How safety culture is related to other cultures?

    According to Schein (1996), three particular cultures exist in every organization: "operator culture", "engineering culture", and "executive culture". Cooper (2000) states that safety culture is a sub-facet of organizational culture. Some scholars argue that it is a national culture that is the most important. In order to combine organizational and national aspects of culture, the author propose to use the term "national dimensions of organizational culture".

How to quantify national dimensions of organizational culture?
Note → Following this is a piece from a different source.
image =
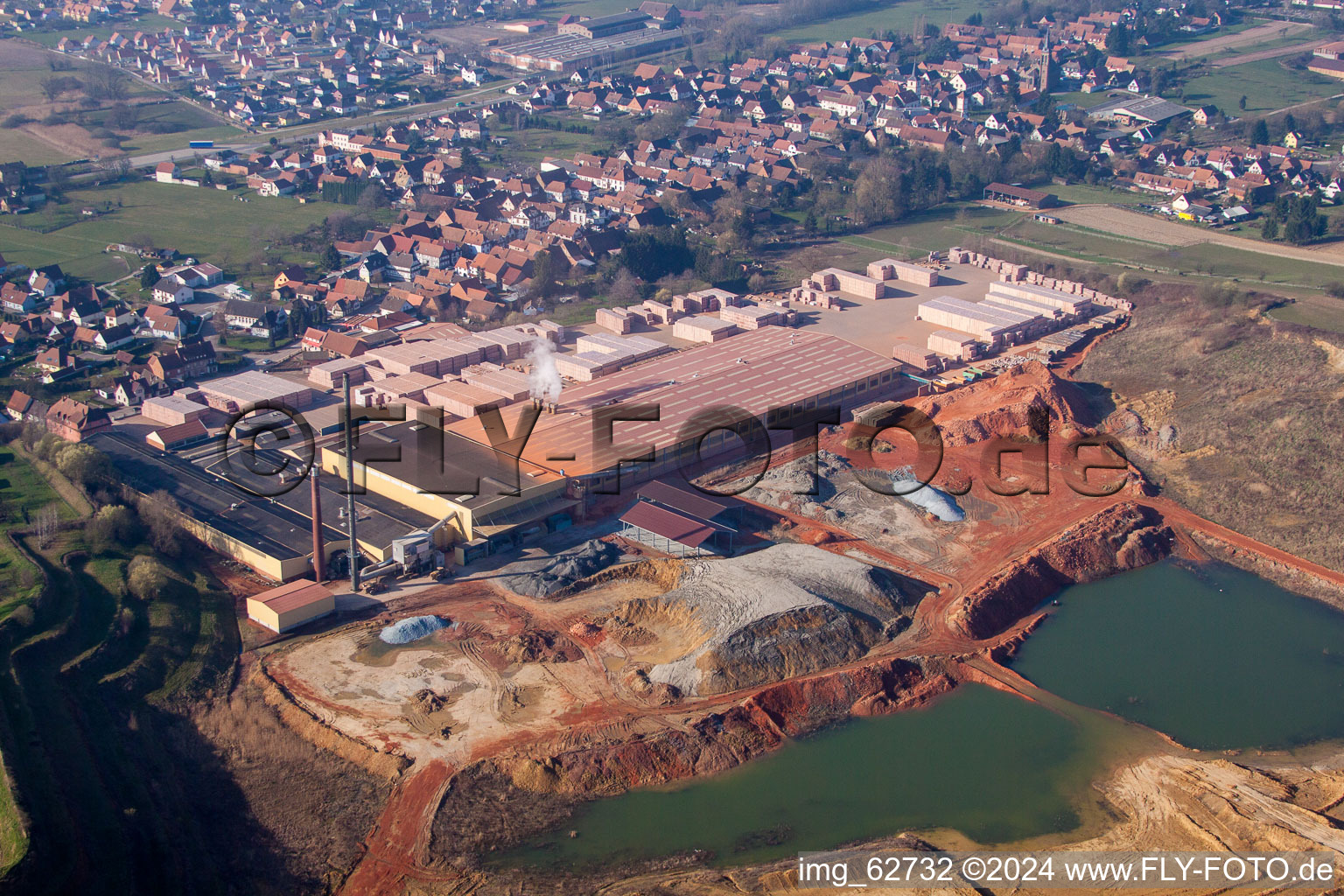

    Hofstede (1980) has put forward an approach to cultural framework where any national culture is considered in four dimensions. They are as follows: Power Distance, Uncertainty Avoidance, Individualism-Collectivism, and Masculinity-Femininity. Hofstede's dimensions can be quantified, using a scale from 1 to 100. In the presentation, empirical results of Bollinger and Fey (1994, 1999) concerning national dimensions of organizational culture in Russia and the USA will be given.

What is the role of human errors in safety culture?

    Operators are often the weak link in any complex system, they are one of the biggest sources of errors in high-risk technologies. Reason presented in 1990 a conceptual framework within which it is possible to locate the origins of the basic human error. His classification of unsafe acts includes errors (as unintended actions) and violations (intended actions); errors are subdivided into slips, laps, and mistakes, whereas violations - into routine, exceptional, and acts of sabotage. The author proposes to add one more category to Reason's taxonomy - delinquency. Its roots are in such factors as complacency, overconfidence, and arrogance, its perception is "safety process is a burden".

How to quantify human errors?

    An approach called human reliability assessment (HRA) appears as a promising tool of quantifying the effects of human errors on high-risk systems performance. Beside qualitative techniques such as task analysis and human error analysis (proposed by Rasmussen, Reason, Norman et al), HRA can be regarded as a perspective means of improving safety culture. According to Kriwan, the three basic goals of HRA are to (1) identify human error ("what can go wrong?"); (2) quantify human error ("how often will a human error occur?"); and (3) reduce human error ("how to prevent, suppress or reduce impact of human error?").